Reproducible blogging

As a fact-based blog, the posts here contain very often diagrams and data tables. To enable you to reproduce the results and insights, I include the computations as computer code.

Most blogposts I write are markdown text combined (or weaved) with computer code written in the R language. I created a small package mdtools that puts the tools together and smoothes the workflow.

This post gives an short introduction to the mdtools package: how to install it, the first post, caveats, and future directions.

Installation

The mdtools package is not yet on CRAN, but on a self-hosted repository. You install it by

> install.packages("mdtools", repos = c(getOption("repos"), 
+ "http://userpage.fu-berlin.de/~kweinert/R"))

For Windows users, only a R 2.13 binary is available, users of other R versions need to add the type="source" parameter.

To transform the code fragments into data tables and diagrams, we use the ascii package by David Hajage, which will get installed as a dependency. ascii itself customizes and enhances Friedrich Leisch’s Sweave tool.

To convert markdown text to HTML we use Pandoc, an universal document converter by John MacFarlane. You need to install it by yourself and make sure it is available on the path. I use version 1.8.

In order to access blogger and picasa, you need python (version >= 2.5) with Google’s gdata python client installed. The python binary needs to be on the search path.

It is assumed that you have an account at blogger and picasa, and that you have created blog titled “myblog” and that you have an album at picasa with the same name.

First post

Here is a small sample post, copied from Wikipedia. I do not go into details on the format, you will need to study the Sweave and Pandoc manuals.

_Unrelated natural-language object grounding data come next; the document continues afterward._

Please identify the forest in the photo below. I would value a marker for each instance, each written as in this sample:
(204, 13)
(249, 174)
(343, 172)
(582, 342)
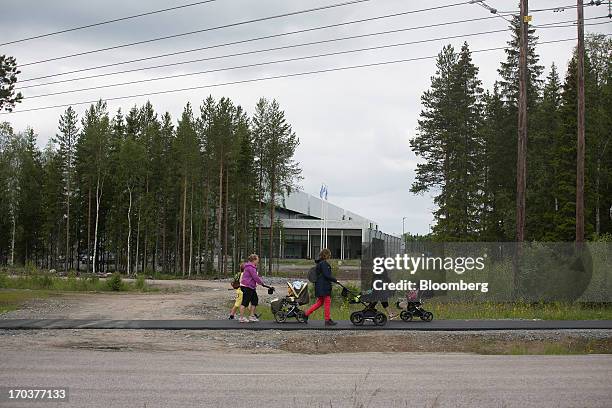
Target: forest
(137, 192)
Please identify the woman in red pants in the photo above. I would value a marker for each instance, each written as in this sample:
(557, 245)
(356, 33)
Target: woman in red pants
(323, 287)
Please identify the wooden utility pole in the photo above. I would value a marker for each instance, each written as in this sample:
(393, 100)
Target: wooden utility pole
(521, 161)
(580, 141)
(521, 157)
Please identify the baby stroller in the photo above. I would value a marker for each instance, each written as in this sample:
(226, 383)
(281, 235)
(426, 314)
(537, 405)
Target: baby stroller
(369, 311)
(289, 306)
(413, 307)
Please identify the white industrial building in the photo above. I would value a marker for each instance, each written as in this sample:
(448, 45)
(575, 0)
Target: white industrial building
(301, 215)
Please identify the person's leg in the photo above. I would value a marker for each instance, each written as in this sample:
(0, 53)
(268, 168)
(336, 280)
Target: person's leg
(327, 308)
(385, 306)
(245, 301)
(254, 303)
(237, 303)
(315, 306)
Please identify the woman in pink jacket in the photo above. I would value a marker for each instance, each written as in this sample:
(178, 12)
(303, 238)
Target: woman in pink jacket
(248, 285)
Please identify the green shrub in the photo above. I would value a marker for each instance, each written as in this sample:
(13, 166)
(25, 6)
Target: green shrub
(115, 283)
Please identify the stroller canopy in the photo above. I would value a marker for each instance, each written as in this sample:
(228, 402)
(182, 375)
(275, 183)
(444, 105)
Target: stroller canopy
(299, 290)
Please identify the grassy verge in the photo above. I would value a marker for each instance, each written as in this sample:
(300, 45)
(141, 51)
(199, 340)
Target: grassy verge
(12, 299)
(45, 281)
(450, 343)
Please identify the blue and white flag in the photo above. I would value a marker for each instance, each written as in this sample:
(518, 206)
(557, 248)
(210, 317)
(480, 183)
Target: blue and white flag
(323, 192)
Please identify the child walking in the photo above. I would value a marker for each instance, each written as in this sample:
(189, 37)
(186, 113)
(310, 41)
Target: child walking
(323, 287)
(238, 300)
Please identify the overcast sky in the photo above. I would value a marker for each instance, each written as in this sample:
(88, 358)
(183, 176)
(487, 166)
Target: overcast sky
(354, 126)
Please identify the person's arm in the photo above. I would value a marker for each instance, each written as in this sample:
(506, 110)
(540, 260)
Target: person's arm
(326, 269)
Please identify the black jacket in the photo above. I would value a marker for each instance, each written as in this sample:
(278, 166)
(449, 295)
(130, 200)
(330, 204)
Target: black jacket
(324, 279)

I give these texts the extension .Pnw, so let’s assume the text is saved as myfirstpost.Pnw. Now, to put this document on blogger, you just load the package, instantiate a blogger object and pass the object and the name of the text file to the function pnw_to_blogger:

> library(mdtools)
> b <- blogger(username = "name@gmail.com", password = "scr",
+ blog = "myblog")
> pnw_to_blogger("myfirstpost.Pnw", b)

With these commands, the article gets posted.

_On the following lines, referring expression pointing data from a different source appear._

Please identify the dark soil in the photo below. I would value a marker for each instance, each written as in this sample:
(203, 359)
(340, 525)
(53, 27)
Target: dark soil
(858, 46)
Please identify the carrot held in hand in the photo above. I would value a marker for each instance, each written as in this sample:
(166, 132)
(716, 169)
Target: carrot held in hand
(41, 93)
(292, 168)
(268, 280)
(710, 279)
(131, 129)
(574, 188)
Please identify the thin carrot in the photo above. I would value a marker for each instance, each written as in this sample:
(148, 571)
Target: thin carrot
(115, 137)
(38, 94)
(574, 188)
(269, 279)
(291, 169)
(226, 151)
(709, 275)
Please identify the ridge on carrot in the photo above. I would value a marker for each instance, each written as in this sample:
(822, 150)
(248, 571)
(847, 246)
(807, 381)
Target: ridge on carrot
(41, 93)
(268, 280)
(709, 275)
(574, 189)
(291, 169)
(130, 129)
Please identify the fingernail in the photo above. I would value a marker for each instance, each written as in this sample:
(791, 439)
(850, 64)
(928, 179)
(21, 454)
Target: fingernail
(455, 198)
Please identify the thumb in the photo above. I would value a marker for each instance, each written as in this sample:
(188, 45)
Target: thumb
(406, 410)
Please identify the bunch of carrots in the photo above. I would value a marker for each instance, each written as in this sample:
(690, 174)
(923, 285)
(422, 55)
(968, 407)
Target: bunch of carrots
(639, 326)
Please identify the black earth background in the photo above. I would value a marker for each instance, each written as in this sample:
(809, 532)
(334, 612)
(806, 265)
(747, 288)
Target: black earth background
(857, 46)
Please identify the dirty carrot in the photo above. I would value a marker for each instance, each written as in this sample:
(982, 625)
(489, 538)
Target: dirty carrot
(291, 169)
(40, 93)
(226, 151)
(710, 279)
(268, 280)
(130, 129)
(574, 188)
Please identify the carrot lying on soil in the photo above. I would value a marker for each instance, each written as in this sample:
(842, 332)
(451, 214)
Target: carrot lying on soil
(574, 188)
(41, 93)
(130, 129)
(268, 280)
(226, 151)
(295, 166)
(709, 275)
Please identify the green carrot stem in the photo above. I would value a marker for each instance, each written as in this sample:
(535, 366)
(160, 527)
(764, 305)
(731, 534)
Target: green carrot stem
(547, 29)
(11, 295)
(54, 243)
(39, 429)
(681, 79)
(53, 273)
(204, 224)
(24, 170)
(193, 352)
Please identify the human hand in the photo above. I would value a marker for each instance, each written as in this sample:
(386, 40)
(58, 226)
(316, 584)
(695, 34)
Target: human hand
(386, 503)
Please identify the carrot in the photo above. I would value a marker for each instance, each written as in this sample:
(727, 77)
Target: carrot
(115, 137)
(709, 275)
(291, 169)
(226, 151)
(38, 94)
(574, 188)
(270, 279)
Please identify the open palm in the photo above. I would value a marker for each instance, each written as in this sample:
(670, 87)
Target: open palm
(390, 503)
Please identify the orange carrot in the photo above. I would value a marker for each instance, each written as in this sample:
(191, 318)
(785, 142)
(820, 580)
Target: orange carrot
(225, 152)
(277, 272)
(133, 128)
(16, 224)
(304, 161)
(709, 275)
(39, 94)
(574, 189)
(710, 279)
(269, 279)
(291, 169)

Caveats, future directions

Please note that

  • Pandoc currently does not support keywords or tags on the post. You have to set them in bloggers web interface.
  • It is checked if a blog post with the same title was posted in the last 6 months. If so, this post is replaced, i.e. overwritten by the new post.
  • Currently, the ascii package does not support captions on figures.

Since Pandoc is a univeral document converter, I plan to add converters to PDF and EPUB. Also, I am playing with a simple tcltk editor for markdown documents. Lastly, it seems not that difficult to add support for wordpress blogs.

2 comments:

Ana Nelson said...

WordPress integration should be straightforward, if you want to copy from Python XMLRPC code you can look here: https://bitbucket.org/ananelson/dexy/src/18b865fc832e/handlers/word_press_handler.py (most of the code relates to uploading generated images, new_post and update_post are relevant for the content).

Karsten W. said...

Thank you for the pointer -- it looks good, I will try it next weekend. dexy looks promising, too.